Regulators made judgment calls in setting the seafood-safety standards. One important decision was what level of lifetime cancer risk is acceptable for Gulf seafood eaters.
"There was a conflict there. So we had to work back and forth with the states" in coming up with a compromise, said Robert Dickey, a Food and Drug Administration official who works at the agency's seafood lab in Dauphin Island, Ala., and helped create the testing program.
Fishing waters along parts of the Gulf Coast have shown background levels of the contaminants for years, in part because of industrial pollution. Some Gulf states expressed the concern that, if the cancer-risk limits were made too strict, some seafood from their states might fail the test as a result of that background contamination, which hasn't caused public-health problems in the past, Mr. Dickey said.

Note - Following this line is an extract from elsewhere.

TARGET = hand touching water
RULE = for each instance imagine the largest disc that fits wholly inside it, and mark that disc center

The regulators opted for a one-in-100,000 cancer risk. That was the standard used in smaller spills in Maine and Alaska, according to a National Oceanic and Atmospheric Administration study from 2002. A cancer risk of one in 100,000 is within the range that federal agencies consider acceptable when they set standards for food and drinking water, the FDA says.
But the "typical" level used in most cancer-risk assessments is stricter: one in one million, the NOAA study said. Officials used that stricter standard in the Valdez spill and in smaller spills in California, Oregon and Rhode Island, the study said. Standards are set on a case-by-case basis.
A Centers for Disease Control spokeswoman said officials weren't aware of any study showing people got cancer from eating seafood exposed to oil from a spill.
The FDA's Mr. Dickey said the Gulf standard was "more than adequate protection." He noted some Gulf states use a looser threshold—one in 10,000—for some seafood rules in near-shore waters they control.
An even bigger debate, regulators said, was how much Gulf seafood to assume people eat and how often. Assuming a bigger portion would mean tightening the contamination level each sample could have.
The Gulf tests presume, for example, that a person eats about one shrimp meal a week, each with about a fifth of a pound of shrimp. That's about four or five large shrimp a meal. That estimate is based on the consumption rate of the top 10% of U.S. seafood eaters—a standard that regulators say is plenty cautious.
Others say those levels are low, where seafood is central to the culture for the Gulf. The government standard "isn't representative of Gulf consumption," said Gina Solomon, a scientist with the Natural Resources Defense Council, an environmental group.
Mr. Pearce, the seafood board chairman, figures a typical shrimp meal in Louisiana has eight or 10 large shrimp. That's basically double the amount regulators are assuming.
The FDA's Mr. Dickey said regulators couldn't find any peer-reviewed studies of local seafood consumption in the Gulf, so they stuck with the federal numbers.
Most seafood samples tested by the government showed contamination far below the thresholds set by the government as levels of concern; many samples showed levels so low that test machinery couldn't detect them.
Some question whether the government is taking enough samples. Scott Milroy, a marine scientist at the University of Southern Mississippi, said seafood samples he gathered in September along the Mississippi coast showed levels of one non-cancer-causing contaminant that were as high as one-third the government's level of concern. That's still too low to present an immediate threat to human health, he said, but it's hundreds of times higher than the levels the government tests found.
Joe Jewell, a Mississippi official helping oversee the seafood program, said he couldn't comment on Mr. Milroy's test results until he saw them. Mr. Jewell said he would be quick to recommend closing any fishing waters that reliable tests showed were unsafe.
Many Gulf seafood lovers are cautiously optimistic. Al Sunseri, president of P&J Oyster Co., an oyster processor and distributor, said he eats Louisiana oysters every day. In a decade or so, he said, "I'll be a perfect example to find out if they've caused any long-term problems."